However, ultimately, it's likely that the monolithic architecture will become an obstacle to rapid, frequent, and reliable delivery. Furthermore, the monolithic architecture cannot resolve the last two dark energy forces, it can only use a single technology stack. As a result, you need to upgrade the entire code base in one go, which can be a significant undertaking. Also, since there's a single component, there's no possibility of segregating subdomains by their characteristics. The monolith is a mixture of subdomains with different scalability requirements, different regulatory requirements, and so on. In contrast with the microservice architecture pattern, the benefits and drawbacks are in some ways flipped. The pattern can resolve the dark energy repulsive forces, but potentially cannot resolve the dark matter attractive forces. You need to carefully design the microservice architecture, the grouping of subdomains to form services, and the design of operations that span services in order to maximize the benefits and minimize the drawbacks.

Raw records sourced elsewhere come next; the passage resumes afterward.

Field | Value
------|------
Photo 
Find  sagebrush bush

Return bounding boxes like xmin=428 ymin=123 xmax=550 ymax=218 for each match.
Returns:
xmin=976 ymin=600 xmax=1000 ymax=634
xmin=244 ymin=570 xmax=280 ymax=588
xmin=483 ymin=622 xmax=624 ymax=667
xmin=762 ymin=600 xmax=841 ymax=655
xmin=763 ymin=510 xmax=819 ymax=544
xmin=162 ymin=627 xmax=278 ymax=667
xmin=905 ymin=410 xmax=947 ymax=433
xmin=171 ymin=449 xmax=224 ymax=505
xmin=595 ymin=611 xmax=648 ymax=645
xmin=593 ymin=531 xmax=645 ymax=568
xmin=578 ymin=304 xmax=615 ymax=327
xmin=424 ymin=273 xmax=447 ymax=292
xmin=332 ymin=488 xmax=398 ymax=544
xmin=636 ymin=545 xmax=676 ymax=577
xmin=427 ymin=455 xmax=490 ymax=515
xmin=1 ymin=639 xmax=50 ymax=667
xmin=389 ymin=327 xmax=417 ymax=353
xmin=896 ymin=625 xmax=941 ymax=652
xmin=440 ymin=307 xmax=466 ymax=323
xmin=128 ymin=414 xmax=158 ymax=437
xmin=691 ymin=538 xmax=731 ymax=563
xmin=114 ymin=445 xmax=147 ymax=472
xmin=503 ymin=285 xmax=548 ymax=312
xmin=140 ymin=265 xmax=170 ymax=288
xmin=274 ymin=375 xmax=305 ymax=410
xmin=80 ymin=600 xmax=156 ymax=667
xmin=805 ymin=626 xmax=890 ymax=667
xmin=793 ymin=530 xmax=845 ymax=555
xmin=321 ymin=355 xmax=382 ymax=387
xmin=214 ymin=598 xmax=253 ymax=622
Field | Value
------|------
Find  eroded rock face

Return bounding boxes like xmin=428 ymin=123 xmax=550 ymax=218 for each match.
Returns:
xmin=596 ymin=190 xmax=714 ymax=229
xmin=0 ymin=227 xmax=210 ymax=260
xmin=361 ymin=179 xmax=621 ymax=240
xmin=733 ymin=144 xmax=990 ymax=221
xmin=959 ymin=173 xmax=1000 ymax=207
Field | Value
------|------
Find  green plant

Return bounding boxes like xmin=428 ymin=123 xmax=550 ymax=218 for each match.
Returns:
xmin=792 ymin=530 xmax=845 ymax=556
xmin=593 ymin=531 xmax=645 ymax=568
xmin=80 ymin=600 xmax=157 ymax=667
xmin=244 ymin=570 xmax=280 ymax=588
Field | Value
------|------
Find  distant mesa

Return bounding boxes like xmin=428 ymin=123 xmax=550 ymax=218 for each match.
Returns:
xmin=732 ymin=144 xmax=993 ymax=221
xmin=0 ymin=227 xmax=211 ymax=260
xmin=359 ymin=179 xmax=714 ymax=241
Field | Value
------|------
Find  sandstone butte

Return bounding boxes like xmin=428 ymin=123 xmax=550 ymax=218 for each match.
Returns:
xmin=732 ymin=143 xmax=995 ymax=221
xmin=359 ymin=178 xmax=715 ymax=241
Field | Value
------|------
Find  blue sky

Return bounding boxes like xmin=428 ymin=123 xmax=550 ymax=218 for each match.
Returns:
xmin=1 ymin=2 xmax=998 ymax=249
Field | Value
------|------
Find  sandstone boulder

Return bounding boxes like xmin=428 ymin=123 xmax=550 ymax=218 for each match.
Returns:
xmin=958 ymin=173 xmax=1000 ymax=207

Let's look at an example of the architecture definition process. In the architecture definition process that I described earlier, you first rank the system operations in descending importance. You then work your way down the list, grouping the subdomains into services, and designing the operations that span services. Let's imagine that you've already designed the createOrder operation, and you end up with an architecture looking like this. The next most important operation on the list is acceptTicket, which is invoked when the restaurant accepts the ticket. It changes the state of the ticket to accepted, and schedules the delivery to pick up the order at the designated time. The first step of designing this operation is to group its subdomains to form services. However, the kitchen management subdomain is already part of an existing service, but you still need to determine where to place the delivery management subdomain. There are five options. You could assign delivery management to one of the four existing services, or you could create a new service. Each option resolves the dark energy and dark matter forces differently.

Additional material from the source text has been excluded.